Med-tech is different to big pharma, however, which Moreno and Brown say they find difficult to analyse and therefore don’t hold in the portfolio.

“It’s hard to look at a drug that’s on phase 2B and predict whether it is going to become commercial,” says Moreno. “We think drug pricing is more of a headwind, whereas medtech is about lowering the cost to deliver healthcare, so there is more of a tailwind.”

Another theme the pair is playing is the so-called ‘internet of things’, and four of the portfolio’s top 10 holdings are what they term “internet-connected businesses”. They highlight top holding Scout24, 3.9% of the portfolio, which is a German property and used car website in the same ilk as Rightmove and Autotrader in the UK, and eighth-largest holding Interoll, a Swiss manufacturer of rollers used in the automation of warehouses.

Online banking and finance is also an area the duo likes, evident in that its 10th-largest position is in Fineco Bank – Italy’s version of Hargreaves Lansdown – and Norwegian internet bank Sbanken. Brown says the banking sector is a winners versus losers situation, making it ripe for disruption.

“The real problem is that banks can’t grow their top line. They’re in gentle decline because the start-ups are all over them and each individual bit is being picked off.”

The duo also sees Europe as very strong on brands, particularly luxury goods and cars. The portfolio’s fifth-largest holding is Ferrari which, interestingly, the pair put into the luxury goods bracket rather than automobiles. With ticket prices starting at £250,000 and going up to £2.5m, Brown classes it as “super luxury”.

“Ferrari’s a lovely story because it produces 8,500 cars a year. Our view is that it could probably get to 20,000 vehicles in the medium term.” The company is also looking to expand the range by producing four door SUVs that Brown argues would make its growth margin very high.

“They’ve got loads of spare capacity at their two plants,” he says. “I think Ferrari’s got a chance of becoming the largest car company in the world.”

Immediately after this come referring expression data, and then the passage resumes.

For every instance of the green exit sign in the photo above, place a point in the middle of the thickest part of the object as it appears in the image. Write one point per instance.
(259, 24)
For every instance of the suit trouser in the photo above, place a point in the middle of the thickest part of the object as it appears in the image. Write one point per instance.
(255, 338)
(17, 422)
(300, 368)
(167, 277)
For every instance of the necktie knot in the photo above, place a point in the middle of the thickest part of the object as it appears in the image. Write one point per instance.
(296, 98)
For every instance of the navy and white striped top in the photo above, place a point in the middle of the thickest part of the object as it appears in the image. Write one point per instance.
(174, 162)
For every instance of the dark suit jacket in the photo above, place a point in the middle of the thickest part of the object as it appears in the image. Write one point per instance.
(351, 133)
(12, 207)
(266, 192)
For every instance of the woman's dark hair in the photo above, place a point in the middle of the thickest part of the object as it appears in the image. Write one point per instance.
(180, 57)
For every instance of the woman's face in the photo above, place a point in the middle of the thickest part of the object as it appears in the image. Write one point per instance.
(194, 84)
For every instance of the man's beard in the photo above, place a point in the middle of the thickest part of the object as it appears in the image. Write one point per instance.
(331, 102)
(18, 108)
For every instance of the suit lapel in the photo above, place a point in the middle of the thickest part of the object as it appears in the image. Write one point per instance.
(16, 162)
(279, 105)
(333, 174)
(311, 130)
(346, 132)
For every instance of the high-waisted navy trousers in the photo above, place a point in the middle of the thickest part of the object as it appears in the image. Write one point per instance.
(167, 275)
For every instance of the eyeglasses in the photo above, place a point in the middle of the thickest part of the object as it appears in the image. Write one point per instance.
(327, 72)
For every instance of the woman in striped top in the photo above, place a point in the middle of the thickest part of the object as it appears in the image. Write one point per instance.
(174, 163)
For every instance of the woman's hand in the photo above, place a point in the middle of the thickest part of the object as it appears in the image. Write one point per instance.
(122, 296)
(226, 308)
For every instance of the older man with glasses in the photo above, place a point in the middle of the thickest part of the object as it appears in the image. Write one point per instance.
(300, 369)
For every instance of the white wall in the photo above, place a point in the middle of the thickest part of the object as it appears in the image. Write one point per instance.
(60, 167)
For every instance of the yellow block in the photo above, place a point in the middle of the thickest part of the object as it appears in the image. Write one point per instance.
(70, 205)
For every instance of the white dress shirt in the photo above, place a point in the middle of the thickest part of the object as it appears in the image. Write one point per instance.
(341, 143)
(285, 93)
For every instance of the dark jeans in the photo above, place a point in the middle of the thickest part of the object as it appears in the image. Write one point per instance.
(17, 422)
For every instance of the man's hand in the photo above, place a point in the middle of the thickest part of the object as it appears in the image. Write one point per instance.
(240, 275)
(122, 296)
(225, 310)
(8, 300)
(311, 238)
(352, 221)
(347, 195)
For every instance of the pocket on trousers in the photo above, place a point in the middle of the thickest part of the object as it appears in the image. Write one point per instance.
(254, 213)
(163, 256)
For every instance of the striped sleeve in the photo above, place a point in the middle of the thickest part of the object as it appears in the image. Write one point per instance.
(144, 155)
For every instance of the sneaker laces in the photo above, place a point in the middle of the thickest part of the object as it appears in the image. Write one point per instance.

The final theme is technical excellence, which is described by Moreno as engineering prowess. Companies that fit this mould include GTT, a French designer of linings for liquefied natural gas (LNG) storage tanks used in shipyards. The shipyards actually build the tanks but GTT owns the intellectual property which it licenses out.

“What’s really cool about it is they have a 99% market share and LNG is actually a growth business because the US is throwing off gas and China needs to shut down all its coal power stations,” says Moreno.

Positive culture

Brown and Moreno have worked together for 10 years having previously been co-managers on the Thames River European Dynamic Growth Fund. They say the partnership has thrived given the culture at Miton and the confidence senior management has in them, particularly its penchant for non-benchmarked funds.

“Fund managers don’t work in isolation, you work within a company that has to want you to do well,” says Moreno. “The success of any great fund manager is a result of a mixture of their skill and the company finding its niche and wanting to nurture them.

“You can be a great football player but if you play for Huddersfield, you’re not going to have many goals. You’ve got to be in the right environment.”